The Greenfield/Infill Split:  A second emerging idea – one that was discussed at the beginning of the Brown Administration – would be to create two separate CEQAs, one for greenfield projects and one for infill projects. Infill advocates such as Gov. Brown are often steamed that good projects in infill locations get hung up because of CEQA traffic analysis and other procedural CEQA hurdles. A separate infill law could limit the scope of CEQA analysis and make it more difficult to oppose such projects. CEQA defenders don't like the idea of limiting citizen power over infill projects, especially in environmental justice situations.

Incremental Reform: This appears to be the approach Steinberg wants to take in SB 731 and, if Steinberg sides with the CEQA defenders, it may be the only approach that is politically feasible. As Steinberg introduced it, SB 731 calls for statewide significance thresholds on noise, aesthetics, parking, and traffic levels of service as well as land use impacts. The bill also calls for a variety of procedural changes, including limiting "late hits" and "document dumps," defining "new information" more specifically, and directing trial judges to focus only on inadequate portions of environmental documents rather than remanding the entire document for review.

All these would be welcome reforms – especially more consistency in significance thresholds, which CEQA critics have argued in favor of for the last 20 years. But they wouldn't fundamentally alter the law. CEQA would still be a procedural law, and even the simplifying changes would be implemented in context of a complicated set of procedures. As the debate over implementation of SB 226 has shown [http://www.cp-dr.com/articles/node-3279], how helpful this is depends a lot on your perspective. If you're a down-in-the-trenches CEQA practitioner, you probably think anything helps. But if you believe that the complicated procedural nature of CEQA is the fundamental problem, then you probably think these changes don't amount to much.

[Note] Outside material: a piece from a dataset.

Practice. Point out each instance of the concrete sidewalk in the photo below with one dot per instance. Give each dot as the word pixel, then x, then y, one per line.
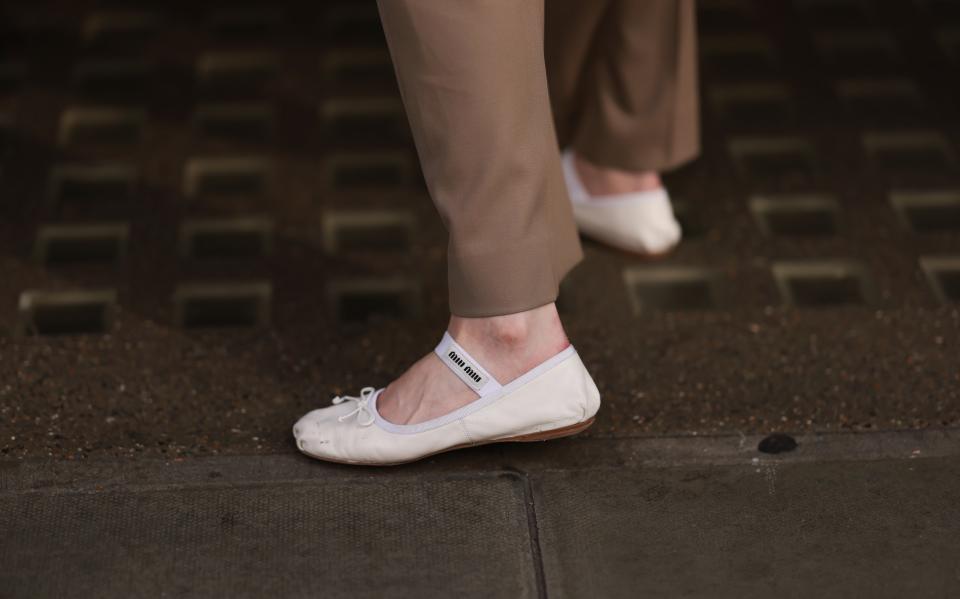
pixel 841 516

At the core of this debate is the basic role that CEQA plays. By proposing that CEQA re-focus on standards of environmental protection, Rubio had put his finger on the thing that people either love or hate about CEQA: It's basically a ‘70s law, focused on process rather than substance. As CEQA lecturers (including me) have had to explain endlessly, the primary goal of CEQA is not to protect the environment. The primary goal is to foster a vigorous debate about the environmental consequences of governmental decisions and fuel that debate with lots of information. The secondary goal – one almost as important to the CEQA diehards – is to empower citizens to challenge their government whenever they think it is appropriate to do so.

Over the past 30 years, in California and elsewhere, we have seen a gradual shift away from this mindset in many situations, as politicians and policymakers alike have placed greater emphasis on "getting things done" while substantively protecting the environment and less emphasis on procedure and analysis. Brown, Rubio, and other Democrats would still like to move in that direction. But with Rubio gone, the CEQA diehards appear to have the upper hand for now.

 

Pull-quote

The CEQA fault lines have shifted in recent years, as some Democrats have begun to call for major reform.